The conflict, which affects every patient and every doctor,
began with Medicare. The original Medicare law of 1965 promised
that "Nothing in this title shall be construed to authorize any
Federal officer or employee to exercise any supervision or control
over the practice of medicine. . . ." Since then, however,
Congress has chipped away at that promise through various
regulations. Here's how.
Hospitals are paid according to Diagnostic Related Groups
(DRGs), implemented in 1985. And doctors are paid according to
Current Procedural Terminology (CPT) codes, developed in 1966.
While both were meant to standardize payments across the country
and limit government liability for medical costs, they have become
a wedge between patient and doctor.
Medicare pays hospitals a fee according to the diagnostic
code, not the actual cost of the care given. This can pressure
doctors to do less, regardless of their patients' needs. As
doctors order more tests or treatments, hospitals keep less of the
DRG payment as profit. If the case becomes especially complicated,
the hospital can submit a request for additional funds under a
different DRG, but that process can be a bureaucratic nightmare of
competing claims on the medical necessity of care already given.

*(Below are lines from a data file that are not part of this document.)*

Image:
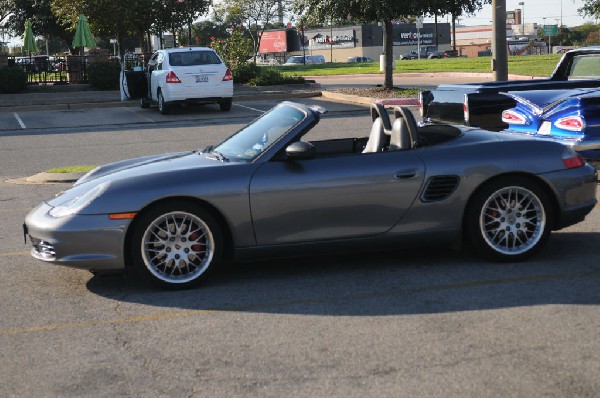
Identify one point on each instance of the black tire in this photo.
(163, 107)
(176, 244)
(225, 104)
(509, 219)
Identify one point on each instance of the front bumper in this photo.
(92, 242)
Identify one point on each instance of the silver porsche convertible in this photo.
(265, 191)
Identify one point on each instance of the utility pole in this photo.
(499, 51)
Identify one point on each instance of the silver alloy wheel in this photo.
(177, 247)
(512, 220)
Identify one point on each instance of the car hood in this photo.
(150, 164)
(129, 176)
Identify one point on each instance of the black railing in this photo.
(52, 70)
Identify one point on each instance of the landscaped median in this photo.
(527, 65)
(368, 96)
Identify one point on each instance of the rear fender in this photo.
(484, 110)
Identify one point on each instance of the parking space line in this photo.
(14, 254)
(248, 107)
(19, 120)
(142, 116)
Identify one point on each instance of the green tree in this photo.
(590, 8)
(235, 49)
(256, 15)
(43, 21)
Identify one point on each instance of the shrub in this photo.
(271, 76)
(12, 80)
(245, 72)
(104, 75)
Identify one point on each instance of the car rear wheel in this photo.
(509, 219)
(225, 104)
(176, 244)
(163, 108)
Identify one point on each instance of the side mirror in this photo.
(300, 150)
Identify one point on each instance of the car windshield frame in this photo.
(258, 137)
(193, 58)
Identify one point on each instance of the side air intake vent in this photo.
(439, 188)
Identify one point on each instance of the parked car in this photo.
(359, 59)
(571, 117)
(427, 52)
(262, 60)
(481, 104)
(304, 59)
(268, 190)
(189, 74)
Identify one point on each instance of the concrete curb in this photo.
(259, 95)
(387, 102)
(44, 178)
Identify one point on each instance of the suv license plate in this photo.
(545, 128)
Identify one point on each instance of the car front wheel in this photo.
(225, 104)
(509, 219)
(176, 244)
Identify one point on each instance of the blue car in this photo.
(571, 117)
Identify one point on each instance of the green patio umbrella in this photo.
(29, 45)
(83, 36)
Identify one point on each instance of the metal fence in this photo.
(53, 70)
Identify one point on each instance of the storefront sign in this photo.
(407, 35)
(320, 40)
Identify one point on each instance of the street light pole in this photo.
(522, 4)
(499, 47)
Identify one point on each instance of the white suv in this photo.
(189, 74)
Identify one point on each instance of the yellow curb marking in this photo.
(12, 254)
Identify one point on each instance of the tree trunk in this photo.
(388, 83)
(454, 31)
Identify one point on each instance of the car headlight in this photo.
(75, 204)
(86, 176)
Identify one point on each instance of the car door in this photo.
(333, 197)
(155, 74)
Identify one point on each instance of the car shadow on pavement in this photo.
(566, 271)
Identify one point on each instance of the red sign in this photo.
(273, 42)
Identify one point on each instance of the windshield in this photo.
(192, 58)
(248, 143)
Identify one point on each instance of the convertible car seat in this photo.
(404, 130)
(377, 138)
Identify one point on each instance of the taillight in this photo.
(512, 117)
(466, 110)
(571, 123)
(228, 76)
(572, 159)
(172, 78)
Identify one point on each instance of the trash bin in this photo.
(137, 84)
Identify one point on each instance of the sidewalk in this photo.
(80, 96)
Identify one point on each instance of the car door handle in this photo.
(405, 174)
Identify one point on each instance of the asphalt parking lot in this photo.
(416, 323)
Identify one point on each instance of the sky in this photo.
(534, 11)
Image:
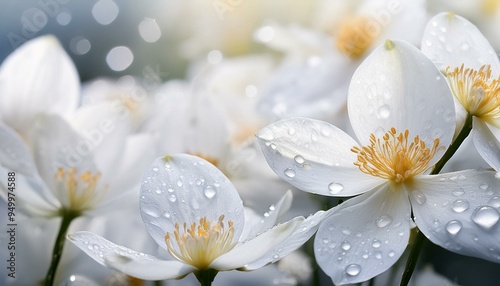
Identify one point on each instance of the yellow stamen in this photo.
(478, 93)
(81, 191)
(356, 35)
(395, 158)
(200, 243)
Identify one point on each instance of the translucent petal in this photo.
(130, 262)
(450, 40)
(487, 142)
(314, 156)
(397, 86)
(460, 212)
(37, 77)
(300, 236)
(14, 154)
(183, 188)
(255, 248)
(270, 218)
(364, 236)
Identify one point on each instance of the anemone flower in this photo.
(402, 113)
(194, 212)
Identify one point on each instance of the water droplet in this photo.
(289, 173)
(384, 111)
(266, 134)
(172, 198)
(494, 202)
(453, 227)
(458, 192)
(299, 159)
(384, 221)
(209, 192)
(419, 197)
(345, 245)
(353, 269)
(485, 216)
(460, 205)
(335, 188)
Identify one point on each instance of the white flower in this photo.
(401, 111)
(193, 211)
(472, 68)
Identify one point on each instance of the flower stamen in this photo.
(81, 191)
(395, 157)
(200, 243)
(477, 92)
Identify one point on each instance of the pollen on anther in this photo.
(395, 157)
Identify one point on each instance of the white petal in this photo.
(270, 217)
(314, 156)
(182, 189)
(301, 235)
(460, 212)
(365, 236)
(450, 40)
(397, 86)
(38, 77)
(130, 262)
(253, 249)
(14, 154)
(103, 128)
(487, 142)
(56, 144)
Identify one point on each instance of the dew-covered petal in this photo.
(300, 236)
(460, 212)
(397, 86)
(37, 77)
(487, 142)
(183, 188)
(14, 154)
(270, 217)
(314, 156)
(130, 262)
(364, 236)
(451, 40)
(257, 247)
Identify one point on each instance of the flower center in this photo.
(478, 93)
(79, 192)
(200, 243)
(356, 35)
(395, 158)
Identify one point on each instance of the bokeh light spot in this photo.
(119, 58)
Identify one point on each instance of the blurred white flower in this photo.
(401, 110)
(472, 68)
(193, 211)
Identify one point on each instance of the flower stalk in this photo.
(67, 217)
(419, 240)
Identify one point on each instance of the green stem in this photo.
(67, 218)
(419, 240)
(206, 277)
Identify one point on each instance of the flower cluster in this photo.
(373, 129)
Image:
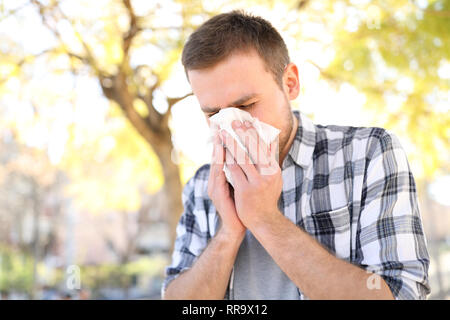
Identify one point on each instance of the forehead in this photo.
(239, 74)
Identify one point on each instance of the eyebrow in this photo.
(235, 103)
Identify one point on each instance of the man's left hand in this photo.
(256, 176)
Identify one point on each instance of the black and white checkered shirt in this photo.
(350, 188)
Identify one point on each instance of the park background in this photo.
(99, 132)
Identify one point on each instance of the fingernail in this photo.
(236, 123)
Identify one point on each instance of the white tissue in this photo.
(226, 116)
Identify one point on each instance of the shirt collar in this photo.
(303, 145)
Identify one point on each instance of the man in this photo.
(337, 219)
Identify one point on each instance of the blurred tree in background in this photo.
(110, 132)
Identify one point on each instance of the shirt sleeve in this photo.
(190, 239)
(390, 240)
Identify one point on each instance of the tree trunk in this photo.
(172, 187)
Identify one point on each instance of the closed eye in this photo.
(247, 106)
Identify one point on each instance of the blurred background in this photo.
(99, 131)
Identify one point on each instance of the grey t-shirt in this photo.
(257, 276)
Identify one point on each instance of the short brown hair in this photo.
(235, 31)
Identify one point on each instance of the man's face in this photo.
(242, 81)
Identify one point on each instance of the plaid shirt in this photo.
(350, 188)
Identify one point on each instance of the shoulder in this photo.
(363, 142)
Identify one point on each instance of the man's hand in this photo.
(220, 194)
(257, 179)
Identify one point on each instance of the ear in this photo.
(291, 83)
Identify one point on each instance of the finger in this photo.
(218, 157)
(255, 145)
(237, 174)
(241, 157)
(274, 152)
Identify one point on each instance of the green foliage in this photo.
(399, 55)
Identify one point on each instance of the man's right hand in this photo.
(219, 191)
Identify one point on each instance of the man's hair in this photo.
(227, 33)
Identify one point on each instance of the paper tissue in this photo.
(226, 116)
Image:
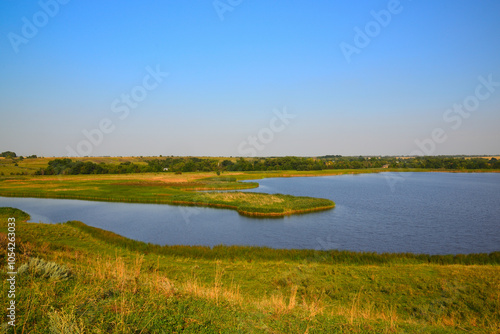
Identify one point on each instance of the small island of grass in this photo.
(192, 189)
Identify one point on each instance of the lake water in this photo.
(433, 213)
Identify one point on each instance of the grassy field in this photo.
(79, 279)
(166, 188)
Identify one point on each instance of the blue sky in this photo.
(236, 67)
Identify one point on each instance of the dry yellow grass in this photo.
(245, 197)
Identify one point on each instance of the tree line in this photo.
(192, 164)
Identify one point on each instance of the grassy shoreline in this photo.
(105, 283)
(168, 188)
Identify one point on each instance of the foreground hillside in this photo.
(79, 279)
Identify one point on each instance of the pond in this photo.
(432, 213)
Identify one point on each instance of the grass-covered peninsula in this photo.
(167, 188)
(74, 278)
(137, 180)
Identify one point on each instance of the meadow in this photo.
(74, 278)
(159, 188)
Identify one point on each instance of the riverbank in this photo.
(182, 189)
(107, 283)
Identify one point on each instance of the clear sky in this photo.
(245, 78)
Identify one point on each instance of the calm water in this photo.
(435, 213)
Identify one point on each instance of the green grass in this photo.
(162, 188)
(117, 285)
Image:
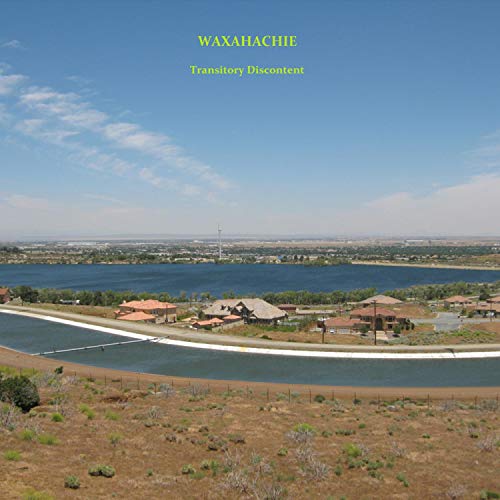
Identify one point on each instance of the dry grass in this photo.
(231, 441)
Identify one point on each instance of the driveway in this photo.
(446, 322)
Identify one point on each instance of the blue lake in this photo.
(239, 278)
(33, 336)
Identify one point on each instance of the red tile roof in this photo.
(136, 316)
(148, 305)
(232, 317)
(341, 322)
(209, 322)
(368, 311)
(457, 298)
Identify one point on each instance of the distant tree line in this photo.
(113, 298)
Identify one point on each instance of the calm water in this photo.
(240, 278)
(32, 335)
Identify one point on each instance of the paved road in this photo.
(213, 338)
(446, 322)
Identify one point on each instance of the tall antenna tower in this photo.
(219, 231)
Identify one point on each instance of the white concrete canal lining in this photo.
(269, 351)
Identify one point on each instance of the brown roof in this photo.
(209, 322)
(259, 309)
(148, 305)
(381, 299)
(232, 317)
(368, 311)
(137, 316)
(457, 298)
(341, 322)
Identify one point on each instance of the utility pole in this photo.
(219, 231)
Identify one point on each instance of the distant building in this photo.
(457, 301)
(4, 295)
(288, 307)
(138, 317)
(163, 312)
(250, 310)
(342, 325)
(382, 300)
(487, 309)
(385, 319)
(208, 323)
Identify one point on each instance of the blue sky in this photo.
(392, 130)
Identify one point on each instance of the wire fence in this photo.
(267, 393)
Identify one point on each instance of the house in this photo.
(457, 301)
(139, 317)
(208, 324)
(289, 308)
(4, 295)
(384, 300)
(342, 325)
(487, 309)
(385, 319)
(163, 312)
(232, 318)
(250, 310)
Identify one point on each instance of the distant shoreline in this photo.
(425, 266)
(378, 263)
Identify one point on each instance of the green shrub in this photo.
(305, 428)
(352, 450)
(27, 435)
(12, 455)
(402, 478)
(102, 470)
(188, 469)
(111, 415)
(86, 410)
(48, 439)
(71, 482)
(20, 391)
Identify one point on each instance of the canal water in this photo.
(239, 278)
(33, 336)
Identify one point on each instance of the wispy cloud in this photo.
(13, 44)
(487, 154)
(8, 83)
(94, 138)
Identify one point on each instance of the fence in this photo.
(260, 391)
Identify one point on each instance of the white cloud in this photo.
(8, 83)
(469, 208)
(12, 44)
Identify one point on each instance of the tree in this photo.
(20, 391)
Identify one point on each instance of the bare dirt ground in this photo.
(239, 443)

Similarly, doctors submit fee-for-service CPT codes, generated
by the American Medical Association and the Health Care Financing
Administration (HCFA), which administers Medicare. CPT codes are
usually changed annually according to the Medicare budget and
political pressure. HCFA expects Medicare spending for physician
services to shrink next year due to managed care enrollment. If
spending does not fall--say, if senior citizens refuse to enroll
in HMOs--HCFA would trim the physician fee schedule in the next
year. That could drive doctors to see fewer Medicare patients or
limit the care given to them.
Likewise, many HMOs limit payments to doctors through
"withholds." HMOs withhold a percentage of each payment until the
end of the fiscal year. Then, the doctor's number of referrals and
hospitalizations, compliance with patient quotas, and patient
satisfaction surveys are considered, along with the solubility of
the HMO. Doctors may receive all, part, or none of the "withhold"
money.
State governments have begun to adopt this technique in their
Medicaid programs. In a soon-to- be-implemented "Performance
Payment Plan," for example, the Minnesota Department of Human
Services (DHS) will withhold, on average, 0.8 percent of each
reimbursement. The goal is to improve compliance in child and teen
check-ups; the intent is to expand the withhold to cover other
requirements in the future. Jim Chase, director of purchase and
service delivery for DHS, said "Our goal is to get as many people
in as they can for those services." Logically, this means shorter
appointment times for other patients, extended waiting times of
those who are chronically ill, and more expensive emergency
treatment for those who suddenly become sick.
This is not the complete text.